In this repository, a method for segmentation and measurement of bridges in satellite images without the need of deep learning models implementation is proposed. For this, we attempt to develop functions and algorithms that receives RGB images of multiple resolutions and allow filtering processes that selectively highlight or suppress the information contained in it to perform certain measuring tasks.

Introduction

With the increasing development of neural architecture technologies and their strong object detection and image segmentation capabilities, many methods for object detection in satellite images using Deep Learning have been proposed, such as corner and key point prediction models or horizontal line detection models. Some of these methods are specifically focused on detecting bridges over bodies of water and employ advanced neural architectures such as U-net, YOLOv3, Faster-RCNN, and Mask-RCNN.

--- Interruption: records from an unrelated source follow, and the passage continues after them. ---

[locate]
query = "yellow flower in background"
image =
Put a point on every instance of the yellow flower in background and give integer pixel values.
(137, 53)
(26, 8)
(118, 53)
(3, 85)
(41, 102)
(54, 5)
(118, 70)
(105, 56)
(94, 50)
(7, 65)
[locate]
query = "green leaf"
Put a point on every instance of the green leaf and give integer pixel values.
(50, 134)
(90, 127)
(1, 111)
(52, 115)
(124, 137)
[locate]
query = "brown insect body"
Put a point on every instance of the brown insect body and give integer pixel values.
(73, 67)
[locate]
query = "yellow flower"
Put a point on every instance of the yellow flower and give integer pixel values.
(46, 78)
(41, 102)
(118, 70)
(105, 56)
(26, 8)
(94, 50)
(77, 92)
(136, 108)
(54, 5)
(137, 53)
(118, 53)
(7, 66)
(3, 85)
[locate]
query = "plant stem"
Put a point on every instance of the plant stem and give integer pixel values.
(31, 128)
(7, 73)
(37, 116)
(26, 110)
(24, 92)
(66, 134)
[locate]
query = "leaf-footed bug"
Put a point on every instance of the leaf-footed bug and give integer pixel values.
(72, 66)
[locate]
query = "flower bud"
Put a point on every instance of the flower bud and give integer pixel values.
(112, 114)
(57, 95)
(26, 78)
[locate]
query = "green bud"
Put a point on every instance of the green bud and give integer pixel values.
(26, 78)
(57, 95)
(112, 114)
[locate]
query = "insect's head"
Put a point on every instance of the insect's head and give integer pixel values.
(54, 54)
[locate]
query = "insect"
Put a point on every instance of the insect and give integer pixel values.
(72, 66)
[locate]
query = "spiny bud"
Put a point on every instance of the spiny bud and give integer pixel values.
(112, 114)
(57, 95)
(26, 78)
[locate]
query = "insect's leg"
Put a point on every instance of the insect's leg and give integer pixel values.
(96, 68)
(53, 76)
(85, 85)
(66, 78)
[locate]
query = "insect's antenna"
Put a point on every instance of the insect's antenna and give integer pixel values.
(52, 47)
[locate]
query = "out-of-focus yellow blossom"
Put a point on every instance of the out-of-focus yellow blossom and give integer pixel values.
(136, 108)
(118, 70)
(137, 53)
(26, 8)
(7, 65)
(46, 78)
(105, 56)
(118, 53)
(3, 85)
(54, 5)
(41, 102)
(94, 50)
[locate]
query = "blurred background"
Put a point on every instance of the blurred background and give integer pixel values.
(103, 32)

However, current models have significant inconsistencies. Models for detecting bridges over rivers cannot be applied to images of bridges in urban areas without bodies of water, nor can they be applied to images with dry rivers or rivers of varying tones. Meanwhile, models using "Bounding Boxes" have many residual detections.

The goal of this project is to develop a model that combine current techniques such as segmentation, object detection, and bounding boxes to provide a method for detecting bridges under all of the previously mentioned conditions, for images of any resolution, without the need for convolutional neural network models.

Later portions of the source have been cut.